The unique part explains Coffey is that it is a cancer treatment built on a virus with no known associated disease.
“Reoviruses are found everywhere in nature and have been isolated from untreated sewage, river and stagnant waters.

Exposure to reovirus is common in humans, with half of all children by the age of 12 having been exposed, so it’s not something new. In terms of the actual product, it is a double-stranded RNA non-enveloped virus that is able to replicate in the cytoplasm and therefore does not integrate into the cell’s DNA,” he explains. “Approximately two thirds of all cancers (including breast, ovarian and small-cell lung cancer cancers that have metastasized, or spread to other parts of the body) have an activated RAS pathway so the possibilities of Reolysin’s efficacy are endless.”
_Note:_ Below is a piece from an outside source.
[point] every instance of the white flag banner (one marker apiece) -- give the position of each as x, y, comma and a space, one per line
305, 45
Strong synergy with existing therapies
Thus far, Reolysin has demonstrated impressive results in both clinical trials on its own, and in combination with certain chemotherapeutics. In preclinical studies of a wide variety of cancer cell lines, investigators found that when used together, reovirus and chemotherapy resulted in more efficient anti cancer activity, than when each agent was used on its own. Additionally, in human trials the combination therapy has performed well in refractory head and neck cancer patients, leading to tumour shrinkage without adverse side effects. With these clinical results, a solid manufacturing program and numerous patents approved, Oncolytics is well positioned to launch the final stage of its development of Reolysin.

“The results are so promising that we announced plans to test the treatment combination in a late-stage, pivotal trial in patients with platinum-failed head and neck cancers later this year,” Coffey said adding that Non-small cell lung cancer (NLCLC) is another potential target for this treatment combination. Oncolytics has already started patient treatment in a U.S. Phase II combination Reolysin and chemotherapy trial. The Cancer Therapy & Research Center at the University of Texas Health Science Centre-a big proponent of oncolytic viruses-committed this year to funding up to five, Phase II clinical trials using the combination against a variety of advanced cancers.

Moreover, the company recently reached its biggest milestone to date, an agreement with the U.S. Food and Drug Administration (FDA) under the Special Protocol Assessment (SPA) on the design of the previously mentioned Phase III trial. The agreement is the first of its kind for an intravenously administered oncolytic virus. Shares in the company have soared since the human trial was given the ok to move forward. This is the however the most expensive phase and most important stage, and makes Coffey’s evolving role with the company all the more important. For both Coffey and the company it is the culmination of a long and arduous ten year journey.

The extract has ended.